|The Stones at their recent 50th Anniversary gig at the o2 in London - tickets sold out in 7 mins in spite of being priced between £95 and £406!)|
And I hinted that I preferred the style of the Sixties and Seventies, though it was more than just the designs in themselves that ushered in a great wave of liberation from the stuffiness of the Fifties.
|Left: Jean Shrimpton with the Rolling Stones.|
I recently received a photograph of myself and all my college contemporaries, taken when we went up to university in 1962. And with a couple of exceptions, a right frumpy lot we looked, in our unflattering chunky sweaters, tweedy skirts and specs that Dame Edna would be proud of! But during those 3 years in Oxford there was a seismic shift taking place.

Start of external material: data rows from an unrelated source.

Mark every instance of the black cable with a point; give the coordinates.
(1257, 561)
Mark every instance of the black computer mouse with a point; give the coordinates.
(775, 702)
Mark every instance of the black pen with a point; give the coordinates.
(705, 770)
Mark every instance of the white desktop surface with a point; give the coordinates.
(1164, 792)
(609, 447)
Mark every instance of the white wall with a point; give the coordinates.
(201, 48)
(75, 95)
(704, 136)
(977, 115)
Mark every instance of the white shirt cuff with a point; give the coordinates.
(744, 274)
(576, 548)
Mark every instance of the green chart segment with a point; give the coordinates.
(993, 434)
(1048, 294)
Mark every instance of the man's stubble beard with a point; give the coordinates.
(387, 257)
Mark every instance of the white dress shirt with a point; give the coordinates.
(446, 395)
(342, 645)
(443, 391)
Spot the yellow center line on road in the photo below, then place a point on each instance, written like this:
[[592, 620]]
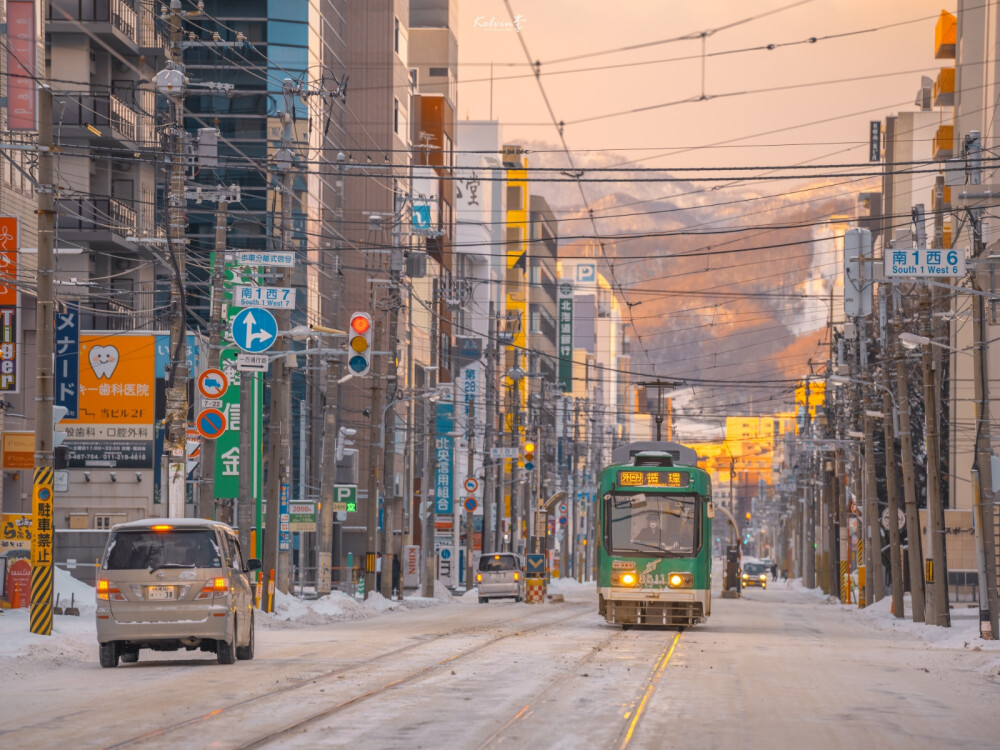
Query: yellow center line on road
[[658, 667]]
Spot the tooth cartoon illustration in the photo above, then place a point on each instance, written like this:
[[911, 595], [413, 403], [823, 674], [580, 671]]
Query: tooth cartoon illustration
[[103, 360]]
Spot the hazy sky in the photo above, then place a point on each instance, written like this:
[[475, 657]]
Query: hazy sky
[[865, 63]]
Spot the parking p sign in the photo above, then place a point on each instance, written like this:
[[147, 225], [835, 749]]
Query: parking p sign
[[345, 498]]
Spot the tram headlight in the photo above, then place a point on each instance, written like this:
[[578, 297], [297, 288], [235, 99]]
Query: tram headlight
[[680, 580], [628, 578]]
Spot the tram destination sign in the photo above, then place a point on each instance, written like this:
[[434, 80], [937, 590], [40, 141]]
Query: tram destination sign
[[918, 262], [671, 479]]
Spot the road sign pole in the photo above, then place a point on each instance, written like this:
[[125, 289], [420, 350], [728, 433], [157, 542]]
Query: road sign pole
[[206, 492]]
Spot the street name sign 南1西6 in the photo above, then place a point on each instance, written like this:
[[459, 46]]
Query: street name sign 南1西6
[[918, 262]]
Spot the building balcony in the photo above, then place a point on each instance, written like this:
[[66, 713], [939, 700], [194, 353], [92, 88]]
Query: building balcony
[[101, 223], [111, 21], [115, 121], [944, 88], [944, 140], [944, 36]]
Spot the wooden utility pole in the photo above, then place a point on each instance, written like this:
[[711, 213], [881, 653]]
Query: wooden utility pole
[[40, 619]]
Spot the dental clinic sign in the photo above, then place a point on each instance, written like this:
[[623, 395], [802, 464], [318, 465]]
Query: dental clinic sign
[[916, 262]]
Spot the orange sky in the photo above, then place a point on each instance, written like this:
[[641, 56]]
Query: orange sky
[[553, 29]]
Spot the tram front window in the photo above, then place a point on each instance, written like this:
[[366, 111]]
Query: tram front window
[[647, 524]]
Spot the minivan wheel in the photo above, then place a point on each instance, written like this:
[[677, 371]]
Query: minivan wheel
[[131, 656], [225, 651], [109, 654], [246, 652]]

|Cathy McGowan helped to popularise the mini-skirt|
Whereas previously fashion had been determined by the world of Haute Couture, with the rich and famous of the establishment in mind, now it became possible for everyone, from shop girl to ‘the man on the Clapham omnibus’ to dress stylishly and live in well designed surroundings.
In many ways it felt like a time of rebellion, a time when young people, teenagers even, claimed an identity, a culture, all of their own for the very first time.
It was a time of quite drastic new beginnings. In 1962 –63, the popular TV show, ‘That was the week that was . . ‘ made fun of previously revered figures of the ‘establishment’ in a way that was at first regarded by many as outrageous!
The UK version of the Interior Design magazine, House Beautiful (1964 –68) together with Terence Conran’s ‘Habitat’ stores made good design, with a strong Scandinavian bias at first, available and affordable to most for the first time.
In the spirit of rebellion that I associate with that decade, it was out with the traditional styles of our parents’ homes and in with colourful, bright clean lines and in particuar, all sorts of exciting accessories, such as outsized pepper mills, terra cotta chicken bricks and colourful enamel cooking utensils. (I still have some of them, chipped and no longer usable in the kitchen but still pretty enough to hang on to!)
With air travel becoming more affordable to the ‘average’ family, and with flights from Manchester airport (1961) and Luton (1962), package holidays started to take off, mostly to European destinations. Together with the intrepid launch of the Sunday Times Colour Supplement in 1962, that featured a new lifestyle, including recipes for foreign dishes by authors such as Elizabeth David, foreign foods started to find their way into our supermarkets and into our kitchens, adding a welcome variety to our rather bland English 'cuisine'.
The spectacular success of the Biba boutique in Kensington demonstrates a generation hungry for something new and all their own, something different from what their ‘elders and betters’ expected them to wear! And the top models of the time, Twiggy and Jean Shrimpton, bore no resemblance at all to the models of the previous decade!
Looking back now, the concrete tower blocks, that seemed to spring up everywhere in the Sixties, were mostly hideous monstrosities. And many of the fashions in clothing and interior design can seem ridiculous – but then, isn’t that always the case when we look back at fashions from not so long ago?
To me the Sixties seemed like a time of genuine and general optimism, a time of change when style ceased to be the prerogative of the privileged. A lot of factors contributed to this shift but I think the rock and pop musicians had a lot to do with it.
I can remember exactly where I was, who I was with and what I was doing when I first heard about the Beatles. Can you?